L’histoire tourne autour du désir ardent de Kirabo de découvrir l’identité de sa mère, un mystère qui semble enveloppé de secret par ceux qui lui sont les plus proches. Élevée par des grands-parents aimants et visitée sporadiquement par son père, Tom, un homme qui tente de se faire une place à Kampala, la quête de réponses de Kirabo la conduit vers la sorcière énigmatique du village, Nsuuta. Ses rencontres avec Nsuuta, dont la cécité ajoute une aura de mystère, guident Kirabo vers la compréhension de sa capacité unique à quitter son corps et à s’élever au-dessus de son quartier.
Grâce à Nsuuta, Kirabo découvre le concept de la « première femme », Nnambi, et comment le pouvoir et l’indépendance des femmes ont été réprimés au fil du temps pour s’insérer dans une société dominée par les hommes.
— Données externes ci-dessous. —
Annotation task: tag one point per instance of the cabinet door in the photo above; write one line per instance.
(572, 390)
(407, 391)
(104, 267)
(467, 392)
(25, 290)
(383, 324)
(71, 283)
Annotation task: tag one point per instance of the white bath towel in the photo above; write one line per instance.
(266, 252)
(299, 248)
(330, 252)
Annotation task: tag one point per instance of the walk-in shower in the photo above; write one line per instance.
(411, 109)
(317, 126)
Alors que Kirabo lutte avec ses propres sentiments de différence, sa recherche des vestiges de la « première femme » façonne son récit, un voyage de découverte de soi dont elle est souvent inconsciente.
Le génie narratif de Makumbi brille alors que le roman conduit les lecteurs à travers cinq sections distinctes, chacune révélant une Kirabo plus âgée et plus mature. De l’époque précoloniale aux tumultes du régime d’Idi Amin, l’auteure juxtapose habilement de vastes événements historiques avec les détails de la vie quotidienne, créant une atmosphère surréaliste mais familière.
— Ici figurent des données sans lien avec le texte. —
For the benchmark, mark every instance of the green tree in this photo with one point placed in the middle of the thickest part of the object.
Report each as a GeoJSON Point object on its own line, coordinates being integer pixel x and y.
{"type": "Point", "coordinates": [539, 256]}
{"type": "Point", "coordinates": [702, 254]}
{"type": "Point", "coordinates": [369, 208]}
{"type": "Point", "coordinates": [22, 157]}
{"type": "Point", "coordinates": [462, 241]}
La toile du roman s’étend du paisible village rural à la trépidante ville de Kampala, où Kirabo est emmenée par son père. Parmi les lumières de la ville, les rêves de Kirabo d’une famille parfaite sont brisés lorsqu’elle se retrouve face à une belle-mère et à des demi-frères et demi-sœurs qu’elle ignorait. Le contraste entre les publicités idylliques de familles heureuses et la réalité de sa vie ajoute de la profondeur au parcours émotionnel de Kirabo.
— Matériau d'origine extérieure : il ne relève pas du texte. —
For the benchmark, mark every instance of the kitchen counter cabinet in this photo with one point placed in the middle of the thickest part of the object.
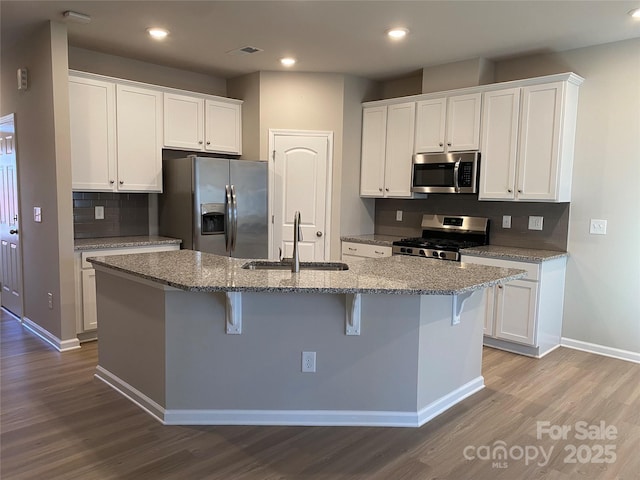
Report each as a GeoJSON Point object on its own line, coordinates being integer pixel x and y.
{"type": "Point", "coordinates": [216, 344]}
{"type": "Point", "coordinates": [525, 315]}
Alors qu’elle est envoyée dans une école prestigieuse, Kirabo navigue à travers les complexités des amitiés, des rivalités et de l’éveil de sa sexualité. Makumbi capture brillamment l’essence de l’adolescence et les nuances culturelles qui façonnent les expériences de Kirabo.
Tout au long du roman, Makumbi explore sans hésitation la préservation et la valorisation du pouvoir des femmes, entrelaçant des thèmes féministes dans le récit. Le premier amour de Kirabo, Sio, lui fait découvrir le « mwenkanonkano », le mot luganda pour le féminisme, ce qui l’amène à réfléchir à sa pertinence et à ses limites dans sa société.
Le livre ne se contente pas d’explorer le parcours personnel de Kirabo, il offre également une perspective plus large sur l’histoire et les dynamiques sociales de l’Ouganda. Le récit passe sans effort d’une période à une autre, permettant aux lecteurs de comprendre les complexités des querelles familiales et villageoises, des secrets et des traditions.
Un roman captivant. Jennifer Nansubuga Makombi possède véritablement l’art du conte, de la narration.
Pour information, la parution de la traduction française de ce magnifique roman est programmée en mars chez Métaillé.